Les dirigeants de Mérignac sont venus me chercher à un moment où je voulais terminer ma carrière sur ce souvenir de l’UMBB. C’était tellement génial, que je voulais rester sur cette expérience, avec la volonté de me construire autrement qu’avec le handball. Puis Raphaël Benedetto m’a appelé pour me parler du projet, m’a rassuré sur un avenir professionnel qui était possible, et c’était une bonne perspective pour éviter une transition trop brutale. Il m’a parlé d’un club familial, et en sortant de l’UMBB, je cherchais à retrouver ces valeurs. Je me suis lancée dans cette aventure, en repoussant ma retraite, et j’ai tout de suite trouver des filles très sympathiques. J’ai eu un peu plus de temps pour construire ma vie à côté, et ça m’a permis de trouver un bon équilibre.
« Je suis tombée amoureuse de ce métier »

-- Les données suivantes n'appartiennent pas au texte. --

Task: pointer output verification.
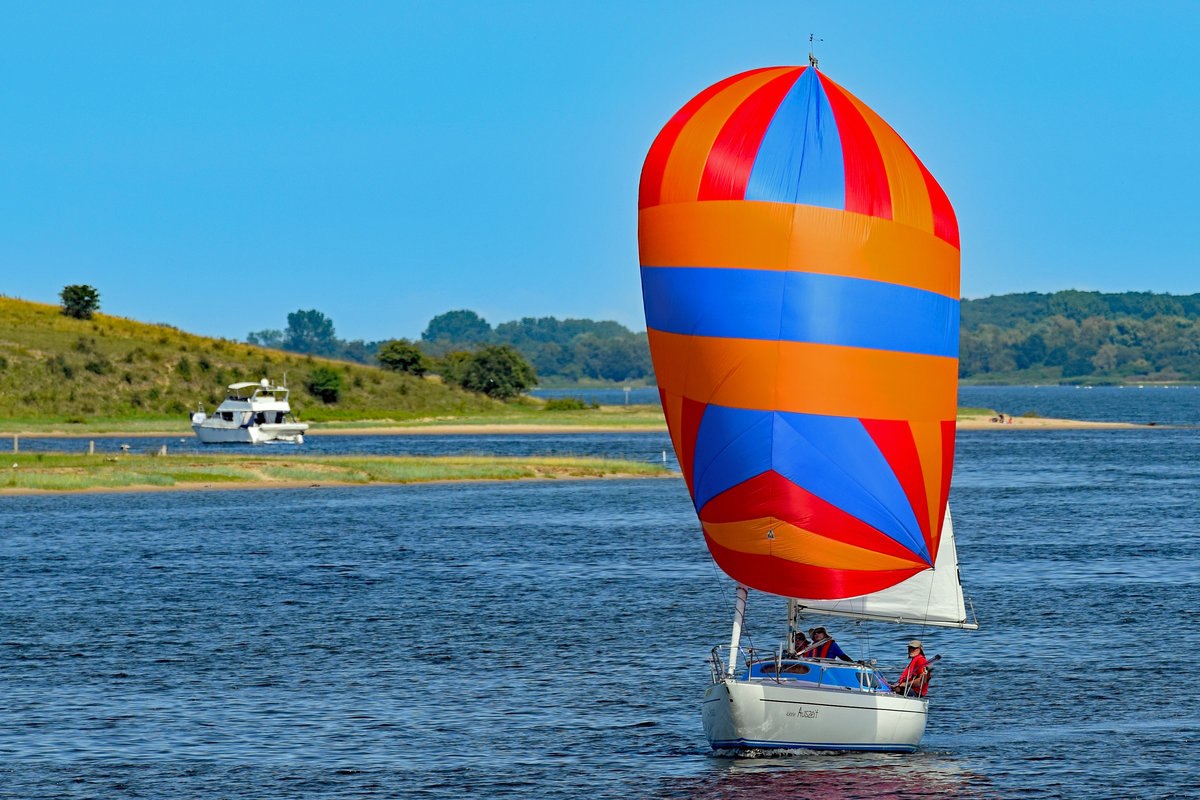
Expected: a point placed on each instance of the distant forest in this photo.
(559, 349)
(1080, 337)
(1017, 338)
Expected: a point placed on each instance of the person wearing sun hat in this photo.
(915, 679)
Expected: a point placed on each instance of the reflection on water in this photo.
(822, 776)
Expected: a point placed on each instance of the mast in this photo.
(739, 612)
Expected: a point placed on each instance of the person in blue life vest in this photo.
(915, 679)
(823, 647)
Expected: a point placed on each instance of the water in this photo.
(546, 639)
(1145, 404)
(1159, 404)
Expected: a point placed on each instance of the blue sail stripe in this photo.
(799, 307)
(799, 158)
(832, 457)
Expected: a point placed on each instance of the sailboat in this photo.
(801, 280)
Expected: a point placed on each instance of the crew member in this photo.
(915, 679)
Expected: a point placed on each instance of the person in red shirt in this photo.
(915, 679)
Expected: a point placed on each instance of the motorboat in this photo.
(252, 413)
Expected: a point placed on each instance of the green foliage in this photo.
(324, 384)
(498, 372)
(457, 328)
(310, 331)
(1080, 336)
(271, 338)
(453, 366)
(402, 355)
(79, 301)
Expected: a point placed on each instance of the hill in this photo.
(1080, 337)
(58, 368)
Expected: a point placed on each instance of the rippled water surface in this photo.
(546, 639)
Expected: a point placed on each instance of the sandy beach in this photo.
(965, 422)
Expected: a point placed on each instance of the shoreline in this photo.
(966, 422)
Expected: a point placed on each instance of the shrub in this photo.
(403, 356)
(498, 372)
(79, 301)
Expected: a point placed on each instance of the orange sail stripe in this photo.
(801, 238)
(805, 378)
(781, 577)
(771, 494)
(928, 438)
(799, 546)
(685, 164)
(910, 198)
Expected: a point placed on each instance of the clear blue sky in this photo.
(216, 166)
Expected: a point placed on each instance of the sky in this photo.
(217, 166)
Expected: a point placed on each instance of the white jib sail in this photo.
(929, 597)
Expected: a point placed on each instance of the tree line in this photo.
(1080, 337)
(463, 348)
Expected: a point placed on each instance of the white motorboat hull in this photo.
(253, 434)
(767, 714)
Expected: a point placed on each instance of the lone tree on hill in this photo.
(403, 356)
(498, 372)
(79, 301)
(325, 384)
(310, 331)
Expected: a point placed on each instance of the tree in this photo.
(460, 326)
(325, 384)
(311, 331)
(498, 372)
(269, 337)
(402, 355)
(79, 301)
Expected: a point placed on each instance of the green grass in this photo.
(64, 471)
(109, 372)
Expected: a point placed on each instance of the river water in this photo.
(547, 639)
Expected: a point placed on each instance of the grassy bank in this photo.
(63, 371)
(82, 473)
(609, 416)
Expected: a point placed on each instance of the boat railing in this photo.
(831, 673)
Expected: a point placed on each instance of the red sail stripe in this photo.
(733, 152)
(780, 577)
(651, 188)
(867, 179)
(771, 494)
(946, 223)
(895, 443)
(693, 413)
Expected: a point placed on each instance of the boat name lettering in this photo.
(802, 713)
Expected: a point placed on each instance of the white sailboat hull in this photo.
(777, 715)
(255, 434)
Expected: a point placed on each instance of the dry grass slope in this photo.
(58, 368)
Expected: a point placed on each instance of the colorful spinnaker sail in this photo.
(801, 281)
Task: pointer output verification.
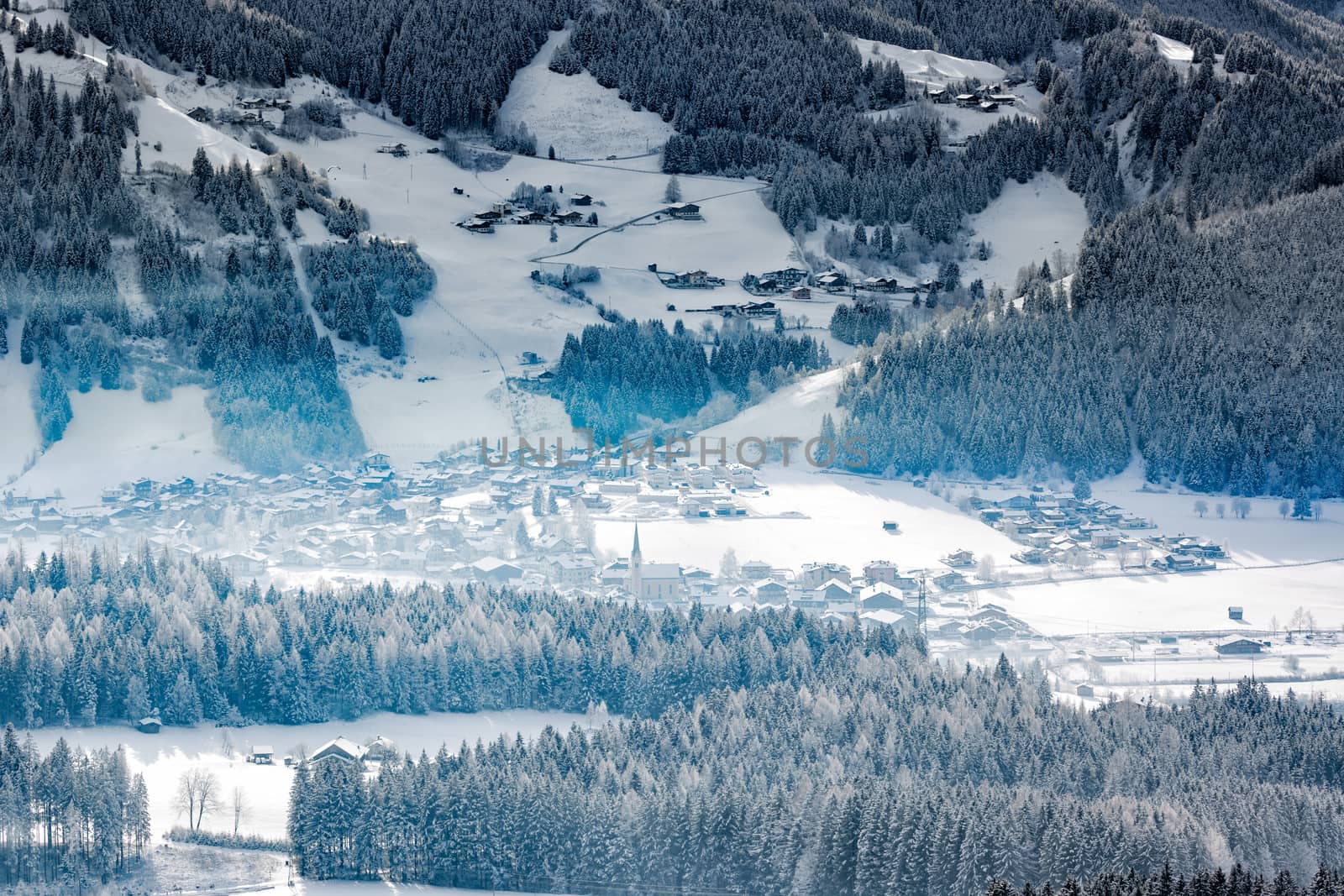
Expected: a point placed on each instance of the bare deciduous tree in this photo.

Après l’UMBB je savais pas trop vers quoi m’orienter. J’avais fait pas mal d’études, mais un peu dans le vide… J’ai parlé de mes pistes avec Raphaël Benedetto, et il m’a fait découvrir son propre métier de courtier en emprunt immobilier. Je suis tombée amoureuse de ce métier, et j’ai passé les formations pour faire ça. Il m’a aidé, et aujourd’hui je travaille avec lui dans sa société. Pour moi c’est essentiel d’anticiper sa reconversion. Nous sommes tellement prises par notre quotidien de sportive de haut niveau, nous vivons un peu dans une bulle, et on a parfois du mal à prendre conscience de l’après. Il y a une forme de naïveté quelque part, et nous ne sommes pas à l’abri d’une blessure dans une carrière… J’ai eu la chance de pouvoir faire cette transition en douceur, et aujourd’hui c’est beaucoup plus simple pour moi de me retirer. Je sais ce qui m’attend derrière, je sais que ça va bien se passer pour moi.